SB 9 would allow up to four units on SFR lots. SB10 does not mandate any changes to local land use. Instead, it enables local governments to change their zoning rules much more quickly to allow housing developments with up to 10 units if they’re located in areas well-served by mass transit.
SB 9 has numerous exceptions and limitations that are designed to preserve rental and low-income housing, deter speculators, guard against displacement and retain local governments’ control over design standards while also preventing local officials from adopting rules that undermine the law. These include:
- The zoning changes apply only to urban areas or urban clusters. Farms, wetlands, lots at high risk of fire or flooding and sites in historic districts are among those that are specifically exempt.

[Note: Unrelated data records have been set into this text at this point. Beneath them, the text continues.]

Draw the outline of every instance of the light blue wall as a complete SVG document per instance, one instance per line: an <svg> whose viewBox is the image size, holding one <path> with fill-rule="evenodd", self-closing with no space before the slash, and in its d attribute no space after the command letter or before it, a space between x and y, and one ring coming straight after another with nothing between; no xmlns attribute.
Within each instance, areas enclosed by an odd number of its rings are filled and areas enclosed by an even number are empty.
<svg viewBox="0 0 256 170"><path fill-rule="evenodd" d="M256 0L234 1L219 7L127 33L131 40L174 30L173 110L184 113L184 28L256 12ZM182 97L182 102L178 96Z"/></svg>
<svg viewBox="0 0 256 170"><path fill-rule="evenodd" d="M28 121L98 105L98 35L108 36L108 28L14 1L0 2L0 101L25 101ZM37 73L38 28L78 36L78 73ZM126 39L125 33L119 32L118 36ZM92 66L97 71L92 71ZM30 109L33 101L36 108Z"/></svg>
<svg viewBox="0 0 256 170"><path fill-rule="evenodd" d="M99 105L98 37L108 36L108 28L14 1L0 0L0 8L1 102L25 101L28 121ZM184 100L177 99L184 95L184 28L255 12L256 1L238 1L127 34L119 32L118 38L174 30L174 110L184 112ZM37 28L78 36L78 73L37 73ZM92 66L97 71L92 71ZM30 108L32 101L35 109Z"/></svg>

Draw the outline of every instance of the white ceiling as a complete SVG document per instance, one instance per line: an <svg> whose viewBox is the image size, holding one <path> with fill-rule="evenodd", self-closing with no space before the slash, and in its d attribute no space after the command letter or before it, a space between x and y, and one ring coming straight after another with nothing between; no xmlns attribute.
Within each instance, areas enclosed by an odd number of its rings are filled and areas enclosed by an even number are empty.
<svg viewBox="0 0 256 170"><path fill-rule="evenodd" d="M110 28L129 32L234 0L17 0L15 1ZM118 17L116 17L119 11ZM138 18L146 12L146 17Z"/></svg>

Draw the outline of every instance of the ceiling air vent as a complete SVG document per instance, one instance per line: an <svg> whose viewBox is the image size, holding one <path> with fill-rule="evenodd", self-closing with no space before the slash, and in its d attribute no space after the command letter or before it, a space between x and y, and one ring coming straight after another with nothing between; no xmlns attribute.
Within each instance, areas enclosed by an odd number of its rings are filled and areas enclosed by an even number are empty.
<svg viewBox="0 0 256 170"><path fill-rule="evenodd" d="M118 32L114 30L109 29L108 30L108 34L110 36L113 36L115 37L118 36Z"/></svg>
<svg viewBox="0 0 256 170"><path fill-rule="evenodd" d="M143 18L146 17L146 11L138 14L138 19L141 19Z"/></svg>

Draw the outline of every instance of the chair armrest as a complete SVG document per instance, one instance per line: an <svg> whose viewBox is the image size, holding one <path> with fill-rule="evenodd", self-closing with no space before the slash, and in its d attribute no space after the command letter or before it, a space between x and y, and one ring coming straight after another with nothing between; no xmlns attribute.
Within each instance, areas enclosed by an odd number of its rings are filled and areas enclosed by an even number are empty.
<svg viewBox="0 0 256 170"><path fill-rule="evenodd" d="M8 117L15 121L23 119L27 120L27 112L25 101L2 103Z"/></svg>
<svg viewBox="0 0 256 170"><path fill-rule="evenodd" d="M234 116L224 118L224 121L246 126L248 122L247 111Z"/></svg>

- Units reserved for low-income housing or that had been rented within the previous three years could not be altered or demolished. The point is to avoid reducing the supply of rental and affordable units.
- Local governments can still impose safety standards and regulate the appearance of units and, to some degree, their placement on a lot. They cannot, however, require more than one off-street parking spot per unit, or any off-street parking if the units are within half a mile of public transit.
- Units built under the terms of this act may not be offered for short-term rentals.
- Anyone applying to subdivide a lot must commit to living in one of the units there for at least three years.
- The subdivided lots have to be at least 1,200 square feet each and roughly the same size. Cities would have to permit units to be at least 800 square feet, and could not bar them from being adjacent or connected.
Although property owners would have new rights under SB 9, local governments still have to approve plans and building permits. As anyone who’s been through that process can attest, it can take months to pass through that gantlet.
Local governments will decide for themselves whether to adopt the denser zones that SB 10 allows for “transit rich” or urban “infill” areas. And even if they do adopt new zoning rules, each proposed development would have to go through the usual approval process.